Bilan Mois de la Fantasy : Le Château Hurle de Diana Wynne Jones

Je croyais être une adepte inconditionnelle de la fantasy. Mais je me suis en fait rendue compte que je faisais un amalgame éhonté entre fantasy et fantastique, et ce mois-ci, j’ai surtout lu du fantastique ! Entre autres parce que j’ai encore fait une overdose de fantasy adulte – pourquoi les auteurices de fantasy adulte s’acharnent-iels à retirer tout humour et légèreté de leurs œuvres ?

Je vous présente donc ici une trilogie de fantasy jeunesse – même si les personnages sont adultes − avec de l’humour, et surtout, de l’émerveillement : Le Château de Hurle de Diana Wynne Jones.

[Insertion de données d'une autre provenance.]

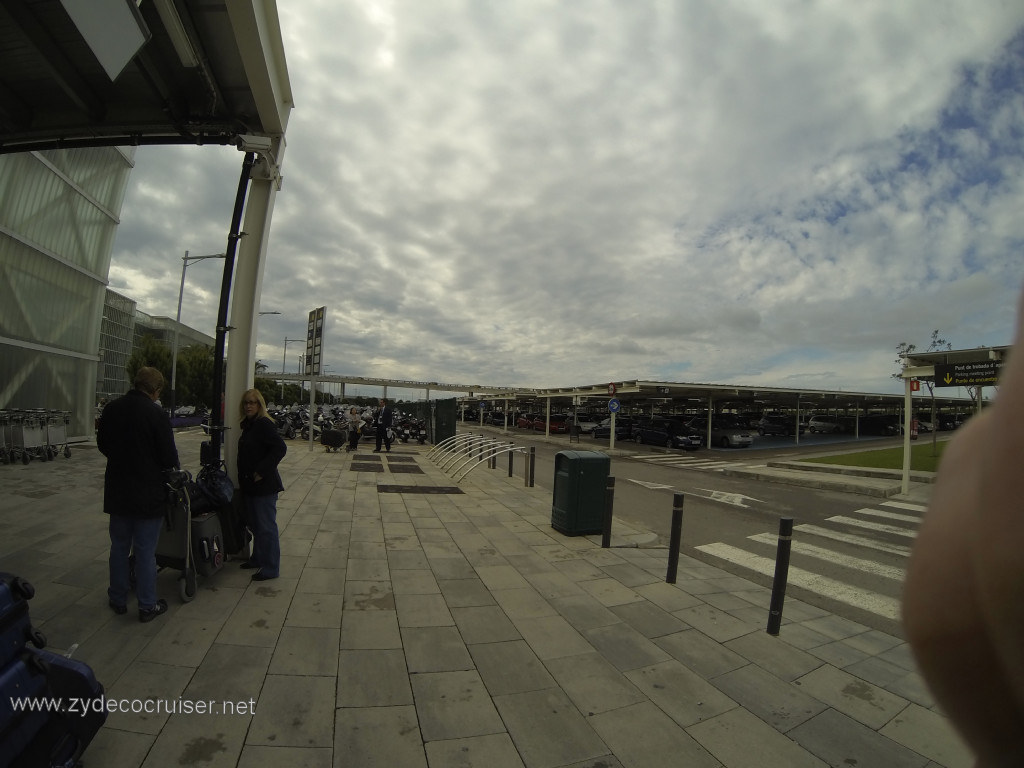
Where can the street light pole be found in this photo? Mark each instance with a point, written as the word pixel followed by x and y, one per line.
pixel 284 361
pixel 177 323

Ce que j’adore dans la fantasy, c’est être transportée dans un univers qui fait rêver…

puzzle d'une personne en tenue des années 50 lisant Le Château Hurle de Diana Wynne Jones sur un banc
Le Château de Hurle de Diana Wynne Jones

J’avais lu et relu Le Château Hurle à la bibliothèque, lorsque j’étais encore au collège, et depuis, j’essayais désespérément de me le procurer… sauf qu’il n’est plus édité en français ! Finalement, mon frère me l’a offert en anglais à Noël, ce qui m’a donné l’occasion de le relire encore.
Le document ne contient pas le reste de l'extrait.